SEATTLE — Authorities on Tuesday were investigating a shootout between two sheriff’s officers and a drunken man that they were called to remove from his brother’s home, the third time in three months that officers were injured or killed on duty in the state.

The officers killed the gunman before they were rushed to the hospital. Sgt. Nick Hausner, 43, was listed in serious condition at Madigan Army Medical Center near Tacoma, and Deputy Kent Mundell, 44, was in critical condition in the intensive-care unit at Seattle’s Harborview Medical Center, said sheriff’s spokesman Ed Troyer.

Troyer said the officers were shot around 8:45 p.m. Monday while responding to a domestic disturbance call at a home near Eatonville, a rural community in the Cascade foothills. The home is about 15 miles west of Mount Rainier National Park and 50 miles south of Seattle.

David E. Crable, 35, shot the two officers before he was killed when they returned fire, Troyer said, adding that Crable has a history of domestic violence.

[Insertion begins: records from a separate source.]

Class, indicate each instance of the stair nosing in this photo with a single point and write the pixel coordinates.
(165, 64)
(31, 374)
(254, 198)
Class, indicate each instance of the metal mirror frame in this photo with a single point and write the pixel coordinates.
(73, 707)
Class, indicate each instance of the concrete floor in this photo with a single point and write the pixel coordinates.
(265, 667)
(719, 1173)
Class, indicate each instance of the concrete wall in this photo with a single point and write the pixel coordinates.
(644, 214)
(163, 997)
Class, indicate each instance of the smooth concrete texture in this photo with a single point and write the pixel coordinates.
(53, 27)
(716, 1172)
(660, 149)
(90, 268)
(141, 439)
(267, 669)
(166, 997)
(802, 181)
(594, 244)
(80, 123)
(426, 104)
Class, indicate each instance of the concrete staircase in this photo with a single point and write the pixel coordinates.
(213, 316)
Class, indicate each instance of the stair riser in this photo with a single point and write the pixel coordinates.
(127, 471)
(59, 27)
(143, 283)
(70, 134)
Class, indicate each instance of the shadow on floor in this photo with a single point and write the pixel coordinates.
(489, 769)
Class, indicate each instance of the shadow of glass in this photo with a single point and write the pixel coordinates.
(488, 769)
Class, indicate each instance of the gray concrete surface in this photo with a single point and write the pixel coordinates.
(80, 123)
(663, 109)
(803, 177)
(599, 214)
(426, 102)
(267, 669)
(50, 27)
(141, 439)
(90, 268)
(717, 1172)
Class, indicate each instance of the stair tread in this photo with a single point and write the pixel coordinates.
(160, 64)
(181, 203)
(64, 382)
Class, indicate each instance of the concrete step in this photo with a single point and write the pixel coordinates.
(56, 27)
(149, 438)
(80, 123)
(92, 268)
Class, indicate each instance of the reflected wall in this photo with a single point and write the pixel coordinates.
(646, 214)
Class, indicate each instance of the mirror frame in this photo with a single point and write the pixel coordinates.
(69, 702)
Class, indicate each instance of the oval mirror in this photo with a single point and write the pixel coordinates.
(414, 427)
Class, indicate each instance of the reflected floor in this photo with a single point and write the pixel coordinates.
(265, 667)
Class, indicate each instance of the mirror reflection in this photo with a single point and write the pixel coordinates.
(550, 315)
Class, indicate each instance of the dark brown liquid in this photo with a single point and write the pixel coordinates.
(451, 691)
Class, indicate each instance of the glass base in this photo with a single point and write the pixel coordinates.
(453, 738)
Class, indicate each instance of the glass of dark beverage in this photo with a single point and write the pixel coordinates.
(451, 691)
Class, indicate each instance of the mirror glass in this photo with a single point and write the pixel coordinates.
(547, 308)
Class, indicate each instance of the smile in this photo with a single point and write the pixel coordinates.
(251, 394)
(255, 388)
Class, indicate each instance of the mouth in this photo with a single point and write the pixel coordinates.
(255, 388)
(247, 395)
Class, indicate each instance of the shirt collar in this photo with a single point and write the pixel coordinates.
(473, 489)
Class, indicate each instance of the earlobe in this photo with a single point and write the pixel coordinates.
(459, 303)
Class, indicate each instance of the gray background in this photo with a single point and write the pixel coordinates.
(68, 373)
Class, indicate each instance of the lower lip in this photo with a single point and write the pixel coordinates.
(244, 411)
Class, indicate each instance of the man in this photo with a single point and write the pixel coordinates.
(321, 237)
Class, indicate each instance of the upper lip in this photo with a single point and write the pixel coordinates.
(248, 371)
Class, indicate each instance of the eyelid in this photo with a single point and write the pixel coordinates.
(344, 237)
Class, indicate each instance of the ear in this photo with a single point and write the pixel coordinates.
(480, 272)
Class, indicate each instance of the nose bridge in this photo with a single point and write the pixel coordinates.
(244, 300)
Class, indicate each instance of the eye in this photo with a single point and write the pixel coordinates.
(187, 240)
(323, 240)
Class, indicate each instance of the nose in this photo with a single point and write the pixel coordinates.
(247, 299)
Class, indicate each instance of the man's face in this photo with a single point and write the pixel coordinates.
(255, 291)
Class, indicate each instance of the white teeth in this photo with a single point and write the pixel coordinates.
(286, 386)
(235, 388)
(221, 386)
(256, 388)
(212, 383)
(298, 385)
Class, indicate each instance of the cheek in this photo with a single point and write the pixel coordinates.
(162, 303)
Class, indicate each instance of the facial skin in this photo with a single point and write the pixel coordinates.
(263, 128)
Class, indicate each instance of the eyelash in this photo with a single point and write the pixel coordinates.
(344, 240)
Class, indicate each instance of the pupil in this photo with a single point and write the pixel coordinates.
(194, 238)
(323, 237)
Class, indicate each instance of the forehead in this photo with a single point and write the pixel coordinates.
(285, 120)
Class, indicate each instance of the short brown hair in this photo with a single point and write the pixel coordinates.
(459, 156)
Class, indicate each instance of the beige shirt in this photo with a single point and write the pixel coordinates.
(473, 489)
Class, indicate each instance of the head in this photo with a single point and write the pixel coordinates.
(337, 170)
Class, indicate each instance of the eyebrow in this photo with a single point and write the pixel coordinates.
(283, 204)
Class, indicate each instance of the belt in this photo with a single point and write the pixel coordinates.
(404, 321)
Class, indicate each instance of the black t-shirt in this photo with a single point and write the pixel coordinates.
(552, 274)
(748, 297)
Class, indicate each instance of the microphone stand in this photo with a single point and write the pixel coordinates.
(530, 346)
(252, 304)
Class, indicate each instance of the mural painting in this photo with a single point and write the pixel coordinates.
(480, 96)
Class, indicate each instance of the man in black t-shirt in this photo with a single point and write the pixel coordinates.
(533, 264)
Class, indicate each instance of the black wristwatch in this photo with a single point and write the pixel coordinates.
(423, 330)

Troyer said Crable’s brother and teenage daughter, who was staying at the home, called to have an intoxicated Crable removed from the home and that he initially agreed to leave with the officers. Crable was holding clothes concealing a handgun when he pulled it out and shot at the officers, who returned fire, Troyer said.

“He knew the officers were coming; he intentionally hid it, he waited for them to get inside then he opened fire — at least 10 rounds — on both of them,” Troyer said.

Crable’s daughter and his brother dragged Hausner into a bedroom and gave him first aid before the daughter ran to the neighbors and called 911, Troyer said.

He said investigators believe the two had nothing to do with the shooting.

“It looks like people that were in this residence went out of their way to help our people,” Troyer said.

The shooting comes three weeks after four Lakewood police officers were shot and killed at a coffee shop before their shift. After a two-day manhunt, suspect Maurice Clemmons was shot to death by a Seattle police officer. The Thanksgiving weekend attack on the officers occurred about 17 miles northwest of Monday’s shooting.

A month earlier, Seattle Officer Timothy Brenton was killed as he sat in his patrol car Halloween night. Christopher Monfort, 41, has been charged with aggravated first-degree murder in Brenton’s death.

Deputies were filled with “anger and sadness and disbelief” at yet another shooting, said Pierce County Sheriff Paul Pastor.

He said his department had received an immediate outpouring of support from the community and singled out Crable’s brother and daughter for their help.

“God bless those people,” he said.

Troyer said many officers are still grieving for the Lakewood officers they knew as friends.

“We have a whole bunch of them that we’ve put on administrative leave that are upset that were here last night,” he said.

Officers always are hyper vigilant when they investigate to gang shootings and other violent crimes, Troyer said, but “what we are not trained for is people that are ambushing us.”

AP photographer Ted S. Warren in Eatonville, Wash. contributed to this report.